Daily or almost daily cannabis consumption was more common among 15-to-24 year-old Canadians (10%) than among those 25 and older (6%). Males were more likely than females to be daily or almost daily users (8% versus 5%).
Smoking was the most popular method of consumption, women more likely to try topicals and sublinguals
About 77% of all users consumed dried cannabis (82% were male, 67% were female), while 26% consumed edibles. Others consumed it as liquid concentrates (20%), vape pens (19%), and hashish or kief (16%).

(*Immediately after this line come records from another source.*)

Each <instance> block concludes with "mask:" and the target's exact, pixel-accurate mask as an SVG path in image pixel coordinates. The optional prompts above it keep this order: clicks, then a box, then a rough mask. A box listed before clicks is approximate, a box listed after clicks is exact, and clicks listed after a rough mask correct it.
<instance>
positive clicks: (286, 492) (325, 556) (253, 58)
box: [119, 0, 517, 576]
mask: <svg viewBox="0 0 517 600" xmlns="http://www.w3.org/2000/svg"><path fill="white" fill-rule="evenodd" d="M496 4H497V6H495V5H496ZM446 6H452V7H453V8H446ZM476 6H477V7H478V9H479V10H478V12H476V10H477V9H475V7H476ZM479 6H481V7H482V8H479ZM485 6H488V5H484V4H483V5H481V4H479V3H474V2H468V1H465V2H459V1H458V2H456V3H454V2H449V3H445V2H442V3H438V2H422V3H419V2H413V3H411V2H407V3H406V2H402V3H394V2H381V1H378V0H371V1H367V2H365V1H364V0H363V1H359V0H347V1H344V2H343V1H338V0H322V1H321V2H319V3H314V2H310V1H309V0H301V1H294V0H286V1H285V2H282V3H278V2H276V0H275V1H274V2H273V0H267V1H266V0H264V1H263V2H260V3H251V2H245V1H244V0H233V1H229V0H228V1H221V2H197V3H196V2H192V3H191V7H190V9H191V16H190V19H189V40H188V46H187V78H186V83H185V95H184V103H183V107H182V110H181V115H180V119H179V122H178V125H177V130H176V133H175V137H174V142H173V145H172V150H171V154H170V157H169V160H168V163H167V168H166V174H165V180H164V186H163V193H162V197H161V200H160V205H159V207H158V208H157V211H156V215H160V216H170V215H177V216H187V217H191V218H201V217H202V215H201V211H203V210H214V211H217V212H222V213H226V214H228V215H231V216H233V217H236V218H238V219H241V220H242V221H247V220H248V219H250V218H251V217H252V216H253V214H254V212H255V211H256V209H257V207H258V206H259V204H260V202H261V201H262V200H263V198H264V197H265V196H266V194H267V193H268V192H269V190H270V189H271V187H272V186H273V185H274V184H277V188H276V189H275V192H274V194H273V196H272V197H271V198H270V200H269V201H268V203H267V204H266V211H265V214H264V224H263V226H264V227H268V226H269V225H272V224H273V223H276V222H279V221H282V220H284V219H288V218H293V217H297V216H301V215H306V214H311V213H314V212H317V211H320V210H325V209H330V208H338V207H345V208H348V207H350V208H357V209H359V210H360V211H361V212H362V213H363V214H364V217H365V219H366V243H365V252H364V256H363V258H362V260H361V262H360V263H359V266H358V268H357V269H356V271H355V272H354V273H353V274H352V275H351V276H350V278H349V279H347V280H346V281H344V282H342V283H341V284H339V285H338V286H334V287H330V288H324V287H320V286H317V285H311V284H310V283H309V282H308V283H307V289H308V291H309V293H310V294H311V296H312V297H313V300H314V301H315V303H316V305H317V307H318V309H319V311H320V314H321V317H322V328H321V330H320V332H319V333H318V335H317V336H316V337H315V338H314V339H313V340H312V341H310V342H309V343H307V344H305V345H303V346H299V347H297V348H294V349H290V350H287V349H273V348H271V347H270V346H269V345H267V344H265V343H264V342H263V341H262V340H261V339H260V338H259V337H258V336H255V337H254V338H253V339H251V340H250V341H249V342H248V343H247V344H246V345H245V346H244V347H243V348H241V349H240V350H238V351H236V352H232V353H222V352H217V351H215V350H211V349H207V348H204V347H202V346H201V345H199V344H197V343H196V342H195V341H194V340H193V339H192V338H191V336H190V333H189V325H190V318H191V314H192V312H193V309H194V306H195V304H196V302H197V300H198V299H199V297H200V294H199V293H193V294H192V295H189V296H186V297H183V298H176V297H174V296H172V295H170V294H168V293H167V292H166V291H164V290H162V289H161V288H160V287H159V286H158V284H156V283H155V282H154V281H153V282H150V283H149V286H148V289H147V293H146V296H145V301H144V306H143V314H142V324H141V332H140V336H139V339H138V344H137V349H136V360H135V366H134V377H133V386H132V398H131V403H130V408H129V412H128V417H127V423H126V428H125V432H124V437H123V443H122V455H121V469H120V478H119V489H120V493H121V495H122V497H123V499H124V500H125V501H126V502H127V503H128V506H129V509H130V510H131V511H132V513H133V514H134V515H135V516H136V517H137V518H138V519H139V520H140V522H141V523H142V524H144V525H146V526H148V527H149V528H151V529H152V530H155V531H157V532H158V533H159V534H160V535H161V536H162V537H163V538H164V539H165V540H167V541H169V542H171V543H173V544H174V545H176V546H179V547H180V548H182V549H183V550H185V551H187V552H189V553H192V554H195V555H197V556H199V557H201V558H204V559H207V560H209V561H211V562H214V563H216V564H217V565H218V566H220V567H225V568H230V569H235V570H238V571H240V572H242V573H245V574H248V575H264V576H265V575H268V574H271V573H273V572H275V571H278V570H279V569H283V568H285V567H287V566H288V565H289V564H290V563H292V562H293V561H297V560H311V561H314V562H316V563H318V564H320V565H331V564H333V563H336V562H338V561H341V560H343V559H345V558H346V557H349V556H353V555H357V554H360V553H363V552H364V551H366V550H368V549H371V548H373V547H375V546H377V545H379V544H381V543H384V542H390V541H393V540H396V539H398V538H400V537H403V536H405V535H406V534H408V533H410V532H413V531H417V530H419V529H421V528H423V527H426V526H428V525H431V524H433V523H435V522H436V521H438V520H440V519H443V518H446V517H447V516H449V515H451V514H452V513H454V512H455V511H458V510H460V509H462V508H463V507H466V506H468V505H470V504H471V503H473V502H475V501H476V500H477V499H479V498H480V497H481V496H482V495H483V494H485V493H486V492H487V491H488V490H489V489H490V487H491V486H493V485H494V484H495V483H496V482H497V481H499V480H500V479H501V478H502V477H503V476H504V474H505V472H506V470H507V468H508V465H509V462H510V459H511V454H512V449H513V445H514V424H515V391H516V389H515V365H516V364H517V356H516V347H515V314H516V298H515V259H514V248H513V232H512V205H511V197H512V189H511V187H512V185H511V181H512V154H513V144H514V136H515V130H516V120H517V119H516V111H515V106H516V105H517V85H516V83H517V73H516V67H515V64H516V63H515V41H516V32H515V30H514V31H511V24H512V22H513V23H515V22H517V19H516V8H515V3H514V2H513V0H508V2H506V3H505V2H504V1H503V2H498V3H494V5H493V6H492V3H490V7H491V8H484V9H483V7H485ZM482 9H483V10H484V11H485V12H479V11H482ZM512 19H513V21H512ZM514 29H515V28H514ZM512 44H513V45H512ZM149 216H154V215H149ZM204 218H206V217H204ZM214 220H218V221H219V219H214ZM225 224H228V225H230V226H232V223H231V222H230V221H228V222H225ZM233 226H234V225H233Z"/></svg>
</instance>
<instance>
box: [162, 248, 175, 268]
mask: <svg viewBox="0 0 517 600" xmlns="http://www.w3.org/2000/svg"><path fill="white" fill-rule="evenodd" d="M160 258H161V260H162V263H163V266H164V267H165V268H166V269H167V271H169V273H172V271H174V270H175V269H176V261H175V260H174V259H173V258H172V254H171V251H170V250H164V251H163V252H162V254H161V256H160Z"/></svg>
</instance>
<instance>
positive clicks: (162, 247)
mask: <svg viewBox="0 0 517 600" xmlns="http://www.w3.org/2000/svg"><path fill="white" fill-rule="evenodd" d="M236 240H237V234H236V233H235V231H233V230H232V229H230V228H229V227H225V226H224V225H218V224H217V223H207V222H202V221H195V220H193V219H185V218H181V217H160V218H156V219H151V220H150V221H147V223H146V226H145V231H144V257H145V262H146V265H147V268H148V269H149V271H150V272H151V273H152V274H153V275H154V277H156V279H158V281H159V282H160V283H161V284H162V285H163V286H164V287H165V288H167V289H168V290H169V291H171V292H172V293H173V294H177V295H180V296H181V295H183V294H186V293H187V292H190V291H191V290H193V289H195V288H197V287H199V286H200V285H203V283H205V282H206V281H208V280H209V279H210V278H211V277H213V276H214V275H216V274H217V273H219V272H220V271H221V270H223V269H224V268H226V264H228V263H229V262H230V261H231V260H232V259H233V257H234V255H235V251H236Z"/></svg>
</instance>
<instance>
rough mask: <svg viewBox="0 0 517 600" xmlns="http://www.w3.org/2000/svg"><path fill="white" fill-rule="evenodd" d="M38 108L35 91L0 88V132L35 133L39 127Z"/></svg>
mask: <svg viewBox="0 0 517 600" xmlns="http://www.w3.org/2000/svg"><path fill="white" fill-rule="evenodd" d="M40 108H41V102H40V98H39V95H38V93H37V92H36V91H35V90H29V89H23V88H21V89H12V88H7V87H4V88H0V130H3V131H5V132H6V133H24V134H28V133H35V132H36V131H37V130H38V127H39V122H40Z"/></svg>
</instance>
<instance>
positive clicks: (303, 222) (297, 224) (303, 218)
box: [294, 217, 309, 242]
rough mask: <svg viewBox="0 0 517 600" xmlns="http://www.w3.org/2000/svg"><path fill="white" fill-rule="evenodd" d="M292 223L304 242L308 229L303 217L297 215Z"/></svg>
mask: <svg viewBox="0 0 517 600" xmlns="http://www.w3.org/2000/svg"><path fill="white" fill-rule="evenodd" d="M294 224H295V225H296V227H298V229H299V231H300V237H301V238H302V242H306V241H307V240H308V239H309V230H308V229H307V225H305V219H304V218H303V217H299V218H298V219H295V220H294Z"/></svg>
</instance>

Though, at 14%, females were almost three times more likely than males (5%) to have consumed cannabis as topicals or sublinguals.
Half of all users bought at least some pot illegally
48% of all cannabis consumers reported buying at least some of their cannabis from a legal source, such as a legally authorized retailer or an online licensed producer. 42% said that they bought at least some of their cannabis from illegal sources, like a dealer, while 37% said that they used cannabis that they got from, or shared among, friends and family. Only 29% of all current users got their cannabis exclusively from legal sources.
Price isn’t the top consideration when buying pot, apparently
76% of Canadians who consumed cannabis in the first half of 2019 said quality and safety was an important consideration when buying it, while 42% primarily considered price (interesting – as the price of pot has risen more than 17% since it became legal for recreational use). Other factors that mattered to people when buying cannabis were accessibility, location and preferred potency.
If you haven’t tried it by now, you probably won’t end up trying it anytime soon
Basically all Canadians who reported having never consumed cannabis indicated that they won’t use it in the next three months (99%). In contrast, most daily or almost daily (94%) and weekly (87%) users think they’ll continue to consume cannabis over the next three months and at a similar pace. Some things never change. Namely, those who love cannabis and don’t need to mess with a good thing.